I was a Film Studies student at Western University Canada where I was on the cheerleading team in first year, and the figure skating team second to fourth year. I was born in Toronto and grew up in the GTA. I was a competitive figure skater for a long time and lived in Seoul, South Korea after graduating from university before starting my career in technology sales.

Surf for Life volunteer

Why did you pick this program?

Sarah: Surf For Life is a very popular volunteer trip at my place of work ( I love to travel and have 6 paid volunteer days to use at work each year and Surf For Life was a fantastic opportunity.

What is the most important thing you learned abroad?

Sarah: The impact I can have on a rural community in a developing country. A large part is the fundraising, but helping to build a school that will change the lives of children from this point on is pretty incredible. Also, the connections you make with the families there you will remember forever (and I hope they do, too).

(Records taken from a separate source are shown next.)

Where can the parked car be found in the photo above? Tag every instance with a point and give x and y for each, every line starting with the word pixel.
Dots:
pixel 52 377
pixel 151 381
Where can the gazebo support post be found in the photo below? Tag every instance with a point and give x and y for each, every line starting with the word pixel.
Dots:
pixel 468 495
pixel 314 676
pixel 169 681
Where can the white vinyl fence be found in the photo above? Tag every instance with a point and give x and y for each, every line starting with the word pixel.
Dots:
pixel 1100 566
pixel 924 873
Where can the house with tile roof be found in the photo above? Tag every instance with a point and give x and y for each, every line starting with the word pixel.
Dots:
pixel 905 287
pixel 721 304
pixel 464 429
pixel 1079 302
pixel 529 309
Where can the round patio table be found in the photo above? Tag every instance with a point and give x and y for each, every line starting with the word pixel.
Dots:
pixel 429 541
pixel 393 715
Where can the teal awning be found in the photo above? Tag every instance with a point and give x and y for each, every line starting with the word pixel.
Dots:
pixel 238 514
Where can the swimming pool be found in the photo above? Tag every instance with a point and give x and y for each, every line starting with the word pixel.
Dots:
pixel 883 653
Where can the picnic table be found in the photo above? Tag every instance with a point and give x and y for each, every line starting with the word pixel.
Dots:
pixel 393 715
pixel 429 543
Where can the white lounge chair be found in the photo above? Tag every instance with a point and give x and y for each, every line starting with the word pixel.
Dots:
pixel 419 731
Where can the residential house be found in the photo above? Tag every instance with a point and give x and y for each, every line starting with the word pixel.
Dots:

What do you tell your friends who are thinking about going abroad?

Guatemalan sunset

Sarah: That Surf For Life is way better than any all inclusive/beach vacation I have ever been on. It is about the same cost (way less if you do a good job fundraising), a better experience (I slept in a beach hut/tree house on a secluded beach) and so much more rewarding.

What made this experience unique and special?

Sarah: I had never been Guatemala, a secluded area of a country like Guatemala or stayed in a surf camp or beach hut before. It was all quite unique. The volunteering was as well since I learned new skills while helping to build the school, I learned a lot about their way of life and I learned a lot about the kids and their families.

What made this trip meaningful to you, or how did this trip change your perceptions or future path?

Mayan children

Sarah: Surf For Life gives you perspective, and without perspective you have nothing. You come back feeling grateful for what you have and happy that you could have a positive influence in another community halfway across the globe. There isn't really a way to describe that, but it is the type of thing you tell your grand kids about and remember your entire life.

Were you scared/nervous to go into a rural community in a developing country?

Sarah: This was something I thought about and coming from a family of worry warts I definitely got some push back from loved ones. Once I got to the destination any stress I had about the trip, and any stress I was holding onto from home, just disappeared. We were staying at a camp with people from all over the world and the owners of the camp were expats as well. I felt so safe and relaxed and on top of that the community we were in was so happy to have us there that I couldn't imagine anything happening. You have to be smart, don't get me wrong, but I never at any point felt unsafe or nervous at the camp.